Jadhwani's efficient script is staged with cinematic lyricism by Guthrie artistic director Joseph Haj. He deploys moving turntables and generous fog machines to create both seamless transitions and also a sublime sense of momentum within scenes. Haj has tapped a magnificent mosaic of faces and voices to narrate Scrooge's journey of transformation from miserable miser to cheerful humanitarian.

We should all be so blessed.

Broadway actor Matthew Saldivar, who has performed in "The Royal Family" and "The Canterbury Tales" at the Guthrie, infuses the misanthrope with empathy-inducing humanity. To be sure, he is still a cold, distempered figure but his Scrooge is not as wretched as uber-misers past. We see him less as a pitiable cartoon-like cretin trembling in his pajamas and more like someone we know, even ourselves.

This Scrooge has a shorter narrative arc and is eager for his own redemption, asking the spirits to conduct him on his transformative ghost tour. And what ghosts they are.

Regulars at the Guthrie's "Carol" are used to the apparition of Scrooge's partner Marley, seven years dead, emerging from the undercroft in electric sturm and drang. The frightening lighting and thunderclaps are still there (my theater companion grabbed hold of my arm the first time that well designed effect was used).

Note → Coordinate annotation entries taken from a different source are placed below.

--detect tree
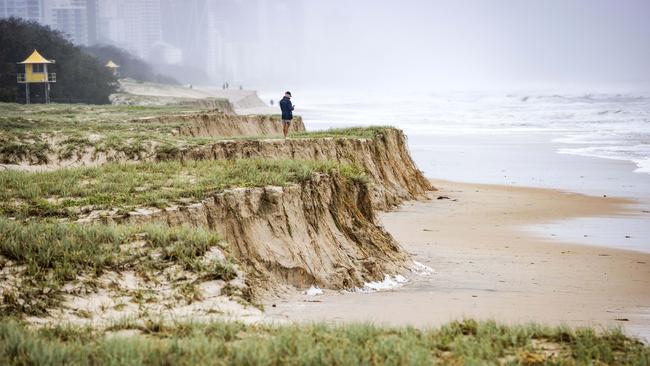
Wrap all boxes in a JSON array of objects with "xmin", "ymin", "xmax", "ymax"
[
  {"xmin": 84, "ymin": 45, "xmax": 179, "ymax": 84},
  {"xmin": 0, "ymin": 18, "xmax": 117, "ymax": 104}
]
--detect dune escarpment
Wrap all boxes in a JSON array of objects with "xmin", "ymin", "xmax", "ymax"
[
  {"xmin": 118, "ymin": 174, "xmax": 408, "ymax": 290},
  {"xmin": 0, "ymin": 102, "xmax": 433, "ymax": 324},
  {"xmin": 170, "ymin": 113, "xmax": 305, "ymax": 137},
  {"xmin": 168, "ymin": 128, "xmax": 434, "ymax": 210}
]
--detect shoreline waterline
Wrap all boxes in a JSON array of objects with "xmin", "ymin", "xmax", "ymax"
[{"xmin": 267, "ymin": 180, "xmax": 650, "ymax": 340}]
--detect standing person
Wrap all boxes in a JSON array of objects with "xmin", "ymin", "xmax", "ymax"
[{"xmin": 280, "ymin": 92, "xmax": 294, "ymax": 139}]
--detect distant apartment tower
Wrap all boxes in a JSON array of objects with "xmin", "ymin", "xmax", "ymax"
[
  {"xmin": 0, "ymin": 0, "xmax": 43, "ymax": 22},
  {"xmin": 97, "ymin": 0, "xmax": 162, "ymax": 59},
  {"xmin": 42, "ymin": 0, "xmax": 98, "ymax": 45}
]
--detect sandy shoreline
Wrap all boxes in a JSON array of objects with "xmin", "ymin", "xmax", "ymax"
[{"xmin": 267, "ymin": 180, "xmax": 650, "ymax": 339}]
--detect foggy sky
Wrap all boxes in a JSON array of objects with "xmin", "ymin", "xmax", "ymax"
[
  {"xmin": 300, "ymin": 0, "xmax": 650, "ymax": 89},
  {"xmin": 152, "ymin": 0, "xmax": 650, "ymax": 90}
]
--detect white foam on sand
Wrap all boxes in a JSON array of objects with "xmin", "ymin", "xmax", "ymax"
[
  {"xmin": 305, "ymin": 286, "xmax": 323, "ymax": 296},
  {"xmin": 355, "ymin": 275, "xmax": 408, "ymax": 292},
  {"xmin": 411, "ymin": 261, "xmax": 434, "ymax": 276}
]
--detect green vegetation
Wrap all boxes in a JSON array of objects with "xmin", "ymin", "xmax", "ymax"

But in this latest version, Marley, played by Charity Jones like a chained, walking corpse, appears out of the headboard of Scrooge's bed — perhaps suggesting that the purgatory where Marley's spirit is casting about is on the same level as that of the living Scrooge?

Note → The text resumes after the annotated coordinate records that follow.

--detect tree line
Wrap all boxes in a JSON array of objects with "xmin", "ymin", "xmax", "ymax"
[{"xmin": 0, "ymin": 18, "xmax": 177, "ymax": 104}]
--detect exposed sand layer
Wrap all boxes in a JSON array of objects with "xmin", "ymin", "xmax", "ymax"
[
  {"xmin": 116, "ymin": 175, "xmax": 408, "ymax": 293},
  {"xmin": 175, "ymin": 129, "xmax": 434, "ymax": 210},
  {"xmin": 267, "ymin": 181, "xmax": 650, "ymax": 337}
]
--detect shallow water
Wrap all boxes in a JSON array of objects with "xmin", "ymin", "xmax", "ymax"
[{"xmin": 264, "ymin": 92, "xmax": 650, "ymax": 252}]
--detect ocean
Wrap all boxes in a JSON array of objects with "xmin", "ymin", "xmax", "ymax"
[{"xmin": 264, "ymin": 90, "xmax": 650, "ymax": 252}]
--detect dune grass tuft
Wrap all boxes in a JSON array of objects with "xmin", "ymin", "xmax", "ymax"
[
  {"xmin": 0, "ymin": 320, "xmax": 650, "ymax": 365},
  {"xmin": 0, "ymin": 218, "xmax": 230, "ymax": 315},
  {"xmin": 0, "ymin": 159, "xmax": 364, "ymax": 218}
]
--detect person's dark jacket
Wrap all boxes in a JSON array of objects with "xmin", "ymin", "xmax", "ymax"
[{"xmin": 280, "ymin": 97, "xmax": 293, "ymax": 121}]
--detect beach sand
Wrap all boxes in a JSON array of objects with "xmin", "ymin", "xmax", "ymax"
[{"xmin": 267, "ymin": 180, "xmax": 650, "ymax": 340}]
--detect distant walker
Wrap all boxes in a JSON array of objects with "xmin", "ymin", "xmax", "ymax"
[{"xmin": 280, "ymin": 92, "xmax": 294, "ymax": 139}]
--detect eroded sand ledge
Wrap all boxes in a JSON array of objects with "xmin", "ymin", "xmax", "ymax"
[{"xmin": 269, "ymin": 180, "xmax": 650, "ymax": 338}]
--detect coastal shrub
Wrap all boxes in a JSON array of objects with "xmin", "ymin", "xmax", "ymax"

Jones, who is chilling in the role, is one of two actors in "Carol" who previously played Scrooge. Nathaniel Fuller, the other, depicts Old Joe, the fence who buys the belongings of Scrooge once he has died.

Kurt Kwan's Ghost of Christmas Past descends with steely stolidness. His reserve is apt for a man of business. Although outfitted with the trimmings of a Christmas tree and also crowned like Mother Time, Regina Marie Williams' Ghost of Christmas Present feels like a schoolteacher. When the lights come up on her, she's sitting at a desk and summoning Scrooge as if he's an errant pupil.

One of the most striking design elements is the costume for the Ghost of Christmas Future (Rush Benson). The character has no lines but the costume, a Burning Man-style effigy with backward-facing articulated hoofed toes, speaks volumes of the ugliness in store for Scrooge if he does not change his ways.

The cast includes Guthrie regulars such as John Catron as put-upon Bob Cratchit, Paul de Cordova as Mr. Fezziwig, Cat Brindisi as the Charwoman, Summer Hagen as Laundress, Eric Sharp as nephew Fred and Tyler Michaels as an alms collector.

They are joined by the likes of China Brickey (Fred's wife), Isa Guitian (Belle), Emjoy Gavino (Mrs. Cratchit) and Rajané Katura (Fan) in re-establishing "Carol" as a rewarding standard for the holidays.

'A Christmas Carol'

Who: Adapted by Lavina Jadhwani. Directed by Joseph Haj.

Where: Guthrie Theater, 818 2nd Av. S., Mpls.

When: 6:30 p.m. Tue.-Wed., 7:30 p.m. Thu.-Fri., 1 & 7:30 p.m. Sat., 7 p.m. Sun. Ends Dec. 27.

Tickets: $29-$134. 612-377-2224 or

Protocol: Proof of vaccination or negative COVID test. Masks required.